Electric shortages and the generation overbuild continue to co-exist.
Hind Farag is Midwest and PJM Market Outlook Manager, Global Energy Advisors. She can be reached at hfarag@globalenergy.com.
The PJM Interconnection has evolved significantly over the past few years. PJM expanded its footprint enormously between 2002 and 2005. It now traverses 13 Mid-Atlantic and Midwestern states. The PJM regional transmission organization (RTO) now represents the world’s largest centrally dispatched electric grid, with installed capacity approaching 167,000 MW by the summer of 2007.
While maintaining its stance as the most sophisticated competitive electricity market in the country, PJM still faces several challenges, all of which are augmented by its expanded footprint. Most prominent is the RTO’s plan to implement a new capacity market construct, referred to as the reliability pricing model (RPM), as early as this summer. Further, parts of PJM are ailing from transmission congestion issues that limit access to abundant, cheap power sources in the region.

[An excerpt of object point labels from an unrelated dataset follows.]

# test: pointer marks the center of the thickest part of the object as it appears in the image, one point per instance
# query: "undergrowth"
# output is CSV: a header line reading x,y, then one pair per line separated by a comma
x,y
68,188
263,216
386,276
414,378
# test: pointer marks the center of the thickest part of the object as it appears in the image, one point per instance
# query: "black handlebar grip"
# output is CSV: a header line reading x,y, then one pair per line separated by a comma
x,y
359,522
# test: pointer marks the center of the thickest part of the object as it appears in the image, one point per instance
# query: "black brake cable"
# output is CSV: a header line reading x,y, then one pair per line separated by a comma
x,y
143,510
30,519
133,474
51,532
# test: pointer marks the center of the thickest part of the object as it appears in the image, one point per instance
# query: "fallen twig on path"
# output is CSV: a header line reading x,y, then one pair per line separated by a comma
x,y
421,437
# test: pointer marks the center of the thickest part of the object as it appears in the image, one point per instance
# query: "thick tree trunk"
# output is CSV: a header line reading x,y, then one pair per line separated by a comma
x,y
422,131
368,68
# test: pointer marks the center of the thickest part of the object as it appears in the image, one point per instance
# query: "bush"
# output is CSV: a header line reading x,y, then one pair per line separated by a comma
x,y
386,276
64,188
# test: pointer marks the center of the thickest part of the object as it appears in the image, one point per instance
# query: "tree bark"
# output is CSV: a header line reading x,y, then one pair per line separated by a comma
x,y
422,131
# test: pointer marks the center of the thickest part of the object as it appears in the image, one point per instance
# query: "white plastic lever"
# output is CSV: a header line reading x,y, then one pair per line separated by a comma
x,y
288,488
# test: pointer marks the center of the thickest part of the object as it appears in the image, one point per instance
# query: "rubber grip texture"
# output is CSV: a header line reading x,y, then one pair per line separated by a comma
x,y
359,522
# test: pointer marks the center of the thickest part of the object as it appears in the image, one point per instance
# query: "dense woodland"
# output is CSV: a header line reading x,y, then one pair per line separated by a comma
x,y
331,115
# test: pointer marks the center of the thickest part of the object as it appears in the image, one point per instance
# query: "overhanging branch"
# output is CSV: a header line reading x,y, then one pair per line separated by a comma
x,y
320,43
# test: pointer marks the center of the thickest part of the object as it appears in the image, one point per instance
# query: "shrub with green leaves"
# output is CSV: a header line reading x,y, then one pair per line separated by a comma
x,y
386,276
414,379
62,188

During the summer of 2006, PJM broke its peak-load record three times. PJM has registered a peak-load growth of 8.3 percent since 2005. At the same time, transmission congestion is causing localized supply shortages in PJM despite the overall overabundance of generating capacity in the region. The RTO is devising a new resource-adequacy construct aimed at providing sufficient price signals for where and when to invest in transmission and generation-capacity additions.